It’s been a month since my last update, which was focused on my trip one month ago to volunteer in Ishinomaki. I really can’t believe how long that time feels, and that I’ve been in Japan for now two full months; it feels like six months have passed since I stepped on the plane in Portland. But I must keep my duties up and report on how life is here in Japan!
Hanami Walk, October 1, 2011.
While the volunteering experience was one gigantic chunk of travel and time away from (what’s now) home, since then I’ve tried to stay busy in much smaller ways. I try to get out of the house to meet friends a couple times every week, even during the working week; fortunately the train makes it pretty easy to get out of Dodge. Examples of this include meeting other teachers in Omura (the major suburb south of here) to go bowling on the cheap, going up to Sasebo to see another teacher perform her music live, meeting up to watch movies or just make dinner, and (yes) hanging out playing video games. It’s the little things sometimes that keep you from going crazy; for me in the small town it’s especially true.
Hasami Walk was a pretty fun and simple festival. Since it's a fall festival, scarecrows and rice paddies ready for harvest were all over the place.
Little things are nice but there have also been some bigger festivals and things the past few weeks, too. The weekend of my birthday was a walking festival through one of the nearby towns — little shops, stalls and things are set up as a path through a neighboring countryside town, and it simply provides a good reason to walk around and enjoy the countryside. Other ALTs who live in the cities or suburbs were definitely impressed.
Three weeks ago, we had a three-day weekend and it coincided with one of the big festivals in Nagasaki city, called Kunchi. I honestly can’t say I saw much of the festival — I went down to the big city on Saturday but I got out of the house far later than I’d anticipated, partially because I ran into a different event in my town…when they had the elementary and middle-school boys sumo wrestling. Yeah, you read that correctly. That same weekend was Oktoberfest up in Sasebo…where I finally had good beer in Japan. Bliss.
"Wait...what?!?" Huis Ten Bosch, a Dutch theme park in Japan, because that makes sense.
Another funny thing about this area is the local huge amusement park. It’s not just any kind of park, either — I don’t think it has much in terms of rides and roller coasters, trading instead on culture. How? Because it’s Dutch themed. It’s called Huis Ten Bosch and is…interesting. It’s like somebody watched a bunch of Steves in Europe episodes from Holland and mashed them into an amusement park. I’ve been a couple times – once to see fireworks on a weekend when admission was super cheap, and once for the yearly wine festival. Huis Ten Bosch is also where I’m going to be running a 10K next month that I’ve been training for pretty regularly…I can now run 3 miles, and I’m trying for 4 this week. Still a little ways to go to make 10K, unfortunately. Another reason why HTB stands out for the local foreign community: Imported foods, especially beer, wine and cheeses.
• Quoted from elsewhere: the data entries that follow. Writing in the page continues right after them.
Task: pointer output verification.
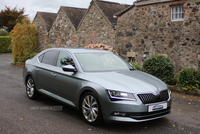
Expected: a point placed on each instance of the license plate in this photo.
(157, 107)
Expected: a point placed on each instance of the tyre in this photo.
(31, 89)
(91, 109)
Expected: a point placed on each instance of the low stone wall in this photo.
(148, 30)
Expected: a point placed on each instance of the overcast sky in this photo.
(32, 6)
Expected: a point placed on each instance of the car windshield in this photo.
(94, 62)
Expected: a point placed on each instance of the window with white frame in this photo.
(177, 13)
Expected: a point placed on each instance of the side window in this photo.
(41, 57)
(49, 57)
(64, 59)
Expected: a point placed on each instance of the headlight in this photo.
(117, 95)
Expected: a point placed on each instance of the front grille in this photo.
(147, 115)
(150, 98)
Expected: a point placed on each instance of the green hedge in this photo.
(189, 79)
(4, 44)
(160, 67)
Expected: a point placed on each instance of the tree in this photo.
(24, 41)
(10, 17)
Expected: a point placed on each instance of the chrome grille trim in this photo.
(151, 98)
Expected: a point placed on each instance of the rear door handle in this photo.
(53, 74)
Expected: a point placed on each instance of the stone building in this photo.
(148, 27)
(43, 21)
(161, 27)
(98, 24)
(63, 30)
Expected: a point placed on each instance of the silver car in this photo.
(99, 83)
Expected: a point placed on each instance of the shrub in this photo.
(28, 55)
(4, 33)
(159, 66)
(189, 79)
(136, 66)
(4, 44)
(24, 41)
(101, 46)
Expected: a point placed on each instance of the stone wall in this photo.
(62, 32)
(95, 28)
(148, 30)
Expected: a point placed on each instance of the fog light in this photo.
(119, 114)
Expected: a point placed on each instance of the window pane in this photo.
(41, 57)
(177, 12)
(173, 10)
(64, 59)
(49, 57)
(180, 15)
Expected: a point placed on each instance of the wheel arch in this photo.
(84, 91)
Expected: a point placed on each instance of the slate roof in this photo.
(74, 14)
(141, 1)
(110, 8)
(48, 18)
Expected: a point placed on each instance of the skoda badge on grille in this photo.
(156, 91)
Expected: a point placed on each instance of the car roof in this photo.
(79, 50)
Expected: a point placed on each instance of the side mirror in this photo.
(69, 68)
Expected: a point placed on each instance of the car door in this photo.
(66, 81)
(45, 74)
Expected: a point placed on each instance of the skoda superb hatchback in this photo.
(102, 85)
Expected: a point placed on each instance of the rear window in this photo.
(50, 57)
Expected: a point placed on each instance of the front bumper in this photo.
(133, 111)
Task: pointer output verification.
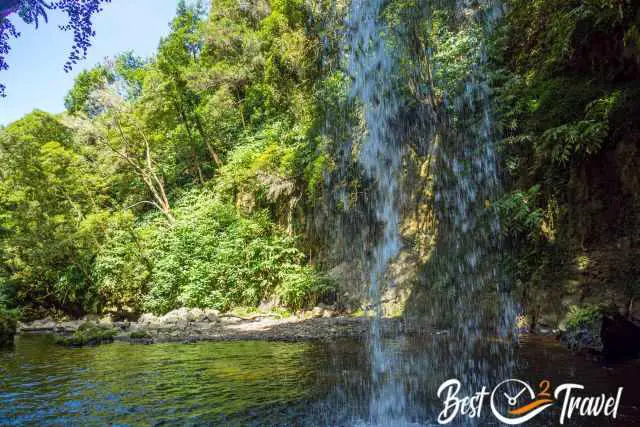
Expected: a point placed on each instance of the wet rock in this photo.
(211, 314)
(106, 321)
(148, 318)
(7, 329)
(180, 314)
(606, 334)
(584, 337)
(68, 327)
(88, 333)
(196, 315)
(620, 338)
(42, 325)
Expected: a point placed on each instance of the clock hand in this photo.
(512, 400)
(521, 391)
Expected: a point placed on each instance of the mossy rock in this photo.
(88, 334)
(7, 328)
(139, 335)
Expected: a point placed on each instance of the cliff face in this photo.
(567, 82)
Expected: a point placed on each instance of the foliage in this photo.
(213, 257)
(7, 326)
(580, 316)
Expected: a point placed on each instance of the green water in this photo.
(132, 384)
(258, 383)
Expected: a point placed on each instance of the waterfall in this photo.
(464, 265)
(372, 69)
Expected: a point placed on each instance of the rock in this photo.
(608, 334)
(88, 333)
(106, 321)
(69, 327)
(147, 318)
(230, 320)
(7, 328)
(267, 306)
(42, 325)
(584, 338)
(211, 314)
(620, 338)
(180, 314)
(196, 315)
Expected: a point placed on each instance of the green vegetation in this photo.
(567, 76)
(219, 173)
(139, 335)
(174, 181)
(580, 316)
(7, 326)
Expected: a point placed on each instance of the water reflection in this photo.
(260, 383)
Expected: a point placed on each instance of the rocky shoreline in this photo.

It’s the little things sometimes.
Sasebo Yosakoi Matsuri, October 22, 2011
I’ve been somewhat regularly to both large cities in the area, Nagasaki city and Sasebo. I go to Sasebo much more often because it’s a lot closer to where I live – 30 minutes or so instead of 45 minutes to an hour – and because it’s a lot smaller and compact. I can get to the main shopping district in Sasebo within a 10-minute walk from the train station, so it’s much more accessible. I need to explore Nagasaki some more – especially the major sites related to the atomic bombing – but it definitely feels more urban than Sasebo. After living in the countryside for a few months, the cities are starting to feel a bit overwhelming, which is a thought I never imagined I’d have. I love cities and I love Portland, but it’s amazing how quickly I’ve adapted to city life.
It’s hard to think of much more to write because everything seems to still be such a simple, natural transition for me. I’m learning more and more with every day in the classroom, and adjusting to other aspects of life — food, transport, etc. — as well. I guess it’s good in a way that things are so boring.
The one part where I’m both extremely happy and surprised, though, is how quickly I’ve fallen in with the other teachers in the area. I guess the best example was for my birthday — which I hate to publicize too much, it makes me feel far more important than my station in life deserves. I had “Happy Birthday!” songs in every class that day (thanks to my wonderful teachers), a wonderful dinner with close friends that night (yet more “Happy Birthday” and a cake!), and a party with two others who have close birthdays on Saturday night (drinking, “Happy Birthday,” AND a cake!). It was all a bit overwhelming in such a positive way; I can’t ask for that sort of appreciation, but I’ll sheepishly accept it.
Overall I just continually feel lucky to have this experience and this opportunity. Between applying in 2007, applying last year and going through the process twice, I had many chances to think, “Is this what I really want?” I will still probably hold off being definitive with my answer but it’s pushing towards “Yes.”